Catalogue description Professor Sir Charles Webster

This record is held by Imperial War Museum (IWM) Department of Documents

Details of CKW
Reference: CKW
Title: Professor Sir Charles Webster
Description:

Collection of official and semi-official correspondence and other papers, dated between 1939 and 1941, relating to his work for Chatham House on public opinion in the United States of America during the early years of the Second World War, including correspondence with various government departments and with the British Broadcasting Corporation concerning the attitudes of various sectors of public opinion in the USA towards the political and economic war effort, together with papers relating to the British, French and Japanese spheres of interest in the Far East and to the disposal of British raw material export surpluses (reflecting Webster's involvement with various government committees dedicated to these subjects).

Date: 1939-1941
Held by: Imperial War Museum (IWM) Department of Documents, not available at The National Archives
Language: English
Creator:

Webster, Sir Charles Kingsley, fl 1886-1961 Knight

Physical description: 12 files
Physical condition: Original Documents
Access conditions:

Unrestricted

Subjects:
  • British Broadcasting Corporation, 1926-
  • USA
  • Second World War, 1939-1945
Administrative / biographical background:

Under the auspices of Chatham House, Balliol College, Oxford, Professor C.K. Webster, together with Professor D.W. Brogan, became responsible, on the out-break of war in 1939, for writing considered appreciations of the trend of opinion in the United States.
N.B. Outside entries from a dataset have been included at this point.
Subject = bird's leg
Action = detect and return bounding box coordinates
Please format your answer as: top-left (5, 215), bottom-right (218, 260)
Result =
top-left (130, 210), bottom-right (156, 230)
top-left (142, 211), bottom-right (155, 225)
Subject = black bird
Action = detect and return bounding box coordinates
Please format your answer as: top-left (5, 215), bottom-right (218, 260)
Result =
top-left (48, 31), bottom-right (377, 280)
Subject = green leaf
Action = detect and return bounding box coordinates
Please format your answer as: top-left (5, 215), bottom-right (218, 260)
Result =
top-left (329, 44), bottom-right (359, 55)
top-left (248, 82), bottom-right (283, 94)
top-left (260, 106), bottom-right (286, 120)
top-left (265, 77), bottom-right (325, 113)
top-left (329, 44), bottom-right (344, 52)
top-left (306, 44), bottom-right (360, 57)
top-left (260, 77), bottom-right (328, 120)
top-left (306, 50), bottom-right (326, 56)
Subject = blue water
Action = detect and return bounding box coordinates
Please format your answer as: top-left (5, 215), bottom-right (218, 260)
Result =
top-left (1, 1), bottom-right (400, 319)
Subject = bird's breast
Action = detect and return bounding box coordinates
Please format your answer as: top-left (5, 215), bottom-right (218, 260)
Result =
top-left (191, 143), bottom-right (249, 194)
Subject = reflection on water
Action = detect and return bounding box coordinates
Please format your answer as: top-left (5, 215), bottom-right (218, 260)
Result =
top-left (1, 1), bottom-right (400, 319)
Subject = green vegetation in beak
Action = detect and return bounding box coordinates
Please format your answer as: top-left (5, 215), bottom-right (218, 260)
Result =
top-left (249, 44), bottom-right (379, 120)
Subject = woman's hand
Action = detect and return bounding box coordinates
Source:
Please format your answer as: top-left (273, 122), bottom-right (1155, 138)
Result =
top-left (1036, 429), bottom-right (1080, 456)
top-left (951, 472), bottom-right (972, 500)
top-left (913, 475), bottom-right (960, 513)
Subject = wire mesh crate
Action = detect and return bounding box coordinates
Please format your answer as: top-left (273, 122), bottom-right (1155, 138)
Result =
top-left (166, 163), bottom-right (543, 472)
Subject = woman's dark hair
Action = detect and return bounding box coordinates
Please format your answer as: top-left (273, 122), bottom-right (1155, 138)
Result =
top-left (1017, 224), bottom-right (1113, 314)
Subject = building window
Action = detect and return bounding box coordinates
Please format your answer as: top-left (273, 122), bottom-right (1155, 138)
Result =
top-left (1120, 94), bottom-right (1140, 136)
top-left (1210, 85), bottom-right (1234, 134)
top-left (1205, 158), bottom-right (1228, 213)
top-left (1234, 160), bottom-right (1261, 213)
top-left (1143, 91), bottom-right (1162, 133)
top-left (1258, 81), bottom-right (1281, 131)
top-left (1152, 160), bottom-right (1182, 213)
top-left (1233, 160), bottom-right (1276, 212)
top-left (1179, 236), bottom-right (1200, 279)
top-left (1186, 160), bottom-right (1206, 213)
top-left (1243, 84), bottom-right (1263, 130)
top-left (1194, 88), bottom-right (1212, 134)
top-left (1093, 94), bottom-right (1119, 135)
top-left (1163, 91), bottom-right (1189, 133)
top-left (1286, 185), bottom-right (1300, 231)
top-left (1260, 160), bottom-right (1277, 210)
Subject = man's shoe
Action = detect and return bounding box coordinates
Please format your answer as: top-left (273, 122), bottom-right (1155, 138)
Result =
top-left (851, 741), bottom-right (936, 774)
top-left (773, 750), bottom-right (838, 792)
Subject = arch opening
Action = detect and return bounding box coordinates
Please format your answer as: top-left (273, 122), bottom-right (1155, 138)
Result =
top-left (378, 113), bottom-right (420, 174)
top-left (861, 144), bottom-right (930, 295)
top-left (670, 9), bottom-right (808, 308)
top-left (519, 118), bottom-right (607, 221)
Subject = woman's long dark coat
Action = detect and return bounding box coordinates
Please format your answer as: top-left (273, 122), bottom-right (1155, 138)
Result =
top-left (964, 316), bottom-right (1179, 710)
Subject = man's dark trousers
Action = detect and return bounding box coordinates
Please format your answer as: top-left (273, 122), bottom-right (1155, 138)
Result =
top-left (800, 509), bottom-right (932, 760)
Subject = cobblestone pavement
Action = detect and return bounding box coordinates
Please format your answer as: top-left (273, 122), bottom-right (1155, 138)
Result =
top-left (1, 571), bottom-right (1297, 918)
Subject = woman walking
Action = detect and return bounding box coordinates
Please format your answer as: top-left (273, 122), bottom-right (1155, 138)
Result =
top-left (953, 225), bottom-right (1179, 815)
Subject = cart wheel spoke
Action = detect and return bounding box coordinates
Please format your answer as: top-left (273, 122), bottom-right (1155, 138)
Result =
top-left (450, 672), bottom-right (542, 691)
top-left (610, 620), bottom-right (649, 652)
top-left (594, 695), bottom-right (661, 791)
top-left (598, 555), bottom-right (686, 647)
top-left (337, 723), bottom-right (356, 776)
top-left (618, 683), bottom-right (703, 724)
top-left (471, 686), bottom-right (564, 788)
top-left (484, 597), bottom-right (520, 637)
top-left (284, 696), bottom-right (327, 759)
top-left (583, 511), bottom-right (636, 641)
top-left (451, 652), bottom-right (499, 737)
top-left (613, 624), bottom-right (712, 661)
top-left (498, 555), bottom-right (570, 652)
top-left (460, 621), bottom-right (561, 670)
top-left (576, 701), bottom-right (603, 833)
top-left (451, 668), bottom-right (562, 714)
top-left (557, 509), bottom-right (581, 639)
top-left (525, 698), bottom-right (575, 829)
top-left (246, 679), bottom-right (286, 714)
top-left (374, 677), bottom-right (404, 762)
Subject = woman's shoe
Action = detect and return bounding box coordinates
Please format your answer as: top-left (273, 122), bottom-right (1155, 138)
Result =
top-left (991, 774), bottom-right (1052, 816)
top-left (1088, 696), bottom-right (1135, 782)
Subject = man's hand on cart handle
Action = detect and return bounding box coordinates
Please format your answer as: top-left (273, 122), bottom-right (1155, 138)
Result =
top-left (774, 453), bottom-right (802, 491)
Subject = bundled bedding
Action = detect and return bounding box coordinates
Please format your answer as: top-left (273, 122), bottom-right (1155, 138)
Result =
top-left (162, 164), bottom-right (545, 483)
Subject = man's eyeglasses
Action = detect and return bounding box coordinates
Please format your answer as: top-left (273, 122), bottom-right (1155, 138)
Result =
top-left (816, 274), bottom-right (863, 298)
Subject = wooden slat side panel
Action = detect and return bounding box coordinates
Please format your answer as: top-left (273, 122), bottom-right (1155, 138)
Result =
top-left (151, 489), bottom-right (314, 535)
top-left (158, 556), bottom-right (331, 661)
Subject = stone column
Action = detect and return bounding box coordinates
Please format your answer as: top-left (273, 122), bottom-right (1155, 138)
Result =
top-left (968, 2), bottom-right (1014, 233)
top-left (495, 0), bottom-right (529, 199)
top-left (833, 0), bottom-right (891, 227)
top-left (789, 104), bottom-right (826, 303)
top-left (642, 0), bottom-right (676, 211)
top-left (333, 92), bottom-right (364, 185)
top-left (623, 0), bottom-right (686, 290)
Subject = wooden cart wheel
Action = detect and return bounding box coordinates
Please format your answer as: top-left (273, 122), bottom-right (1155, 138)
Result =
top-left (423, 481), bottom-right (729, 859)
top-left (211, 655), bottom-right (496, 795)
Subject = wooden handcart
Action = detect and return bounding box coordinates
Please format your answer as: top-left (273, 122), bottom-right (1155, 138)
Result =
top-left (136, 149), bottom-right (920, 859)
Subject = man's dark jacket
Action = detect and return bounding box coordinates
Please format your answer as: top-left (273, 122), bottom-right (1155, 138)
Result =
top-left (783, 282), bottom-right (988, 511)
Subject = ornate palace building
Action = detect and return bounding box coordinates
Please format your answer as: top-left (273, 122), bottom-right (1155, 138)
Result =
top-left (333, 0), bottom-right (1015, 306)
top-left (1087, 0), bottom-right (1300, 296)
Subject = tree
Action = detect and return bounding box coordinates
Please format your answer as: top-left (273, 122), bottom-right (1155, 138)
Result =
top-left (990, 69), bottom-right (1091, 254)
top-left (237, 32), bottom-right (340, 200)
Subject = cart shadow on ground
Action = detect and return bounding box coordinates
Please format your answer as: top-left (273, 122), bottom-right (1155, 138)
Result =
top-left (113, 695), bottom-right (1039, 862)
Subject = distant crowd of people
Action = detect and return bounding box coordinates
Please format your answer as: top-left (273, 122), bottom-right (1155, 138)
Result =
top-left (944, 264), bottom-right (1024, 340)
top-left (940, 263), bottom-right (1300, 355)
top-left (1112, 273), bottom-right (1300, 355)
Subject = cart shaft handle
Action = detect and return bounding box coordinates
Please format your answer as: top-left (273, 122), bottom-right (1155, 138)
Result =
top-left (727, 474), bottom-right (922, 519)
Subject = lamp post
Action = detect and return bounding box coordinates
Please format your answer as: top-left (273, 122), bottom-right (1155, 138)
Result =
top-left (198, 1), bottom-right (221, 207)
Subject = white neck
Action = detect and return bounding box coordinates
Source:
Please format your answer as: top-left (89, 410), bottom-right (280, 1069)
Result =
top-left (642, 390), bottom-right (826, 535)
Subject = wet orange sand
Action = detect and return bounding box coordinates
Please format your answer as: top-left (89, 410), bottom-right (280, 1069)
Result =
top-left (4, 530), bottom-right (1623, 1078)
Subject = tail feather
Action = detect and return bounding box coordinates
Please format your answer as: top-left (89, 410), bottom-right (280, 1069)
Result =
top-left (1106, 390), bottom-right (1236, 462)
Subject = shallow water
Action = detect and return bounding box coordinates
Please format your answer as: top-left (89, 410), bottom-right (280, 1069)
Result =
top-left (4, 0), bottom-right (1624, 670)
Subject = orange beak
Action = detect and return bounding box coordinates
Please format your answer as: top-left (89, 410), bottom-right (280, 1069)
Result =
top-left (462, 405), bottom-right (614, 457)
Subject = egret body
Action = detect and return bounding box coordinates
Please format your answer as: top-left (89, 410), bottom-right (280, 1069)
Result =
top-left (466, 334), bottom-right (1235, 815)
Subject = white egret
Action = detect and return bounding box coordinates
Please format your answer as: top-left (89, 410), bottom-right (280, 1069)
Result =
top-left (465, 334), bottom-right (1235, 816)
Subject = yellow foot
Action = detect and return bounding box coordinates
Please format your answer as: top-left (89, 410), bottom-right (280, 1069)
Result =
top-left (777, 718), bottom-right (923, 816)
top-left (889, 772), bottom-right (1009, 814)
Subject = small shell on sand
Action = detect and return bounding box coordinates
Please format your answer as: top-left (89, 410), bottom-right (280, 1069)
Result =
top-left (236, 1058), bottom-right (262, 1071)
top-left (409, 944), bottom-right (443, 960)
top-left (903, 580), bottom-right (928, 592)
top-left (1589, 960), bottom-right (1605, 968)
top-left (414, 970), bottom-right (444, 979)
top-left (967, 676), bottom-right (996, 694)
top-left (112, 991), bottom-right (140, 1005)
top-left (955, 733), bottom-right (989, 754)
These reports were based on telegrams and reports received from the British Library of Information in New York, and on American newspapers which were sent to Chatham House. These Chatham House summaries were in turn forwarded to several government departments, notably the American Division of the Min-istry of Information, the American Department of the Foreign Office, and the Ministry of Economic Warfare. The summaries were not always entirely confined to American affairs, and Chatham House subsequently became "The Foreign Research and Press Service", which published a weekly review of the press in the Americas, the Far East and the U.S.S.R.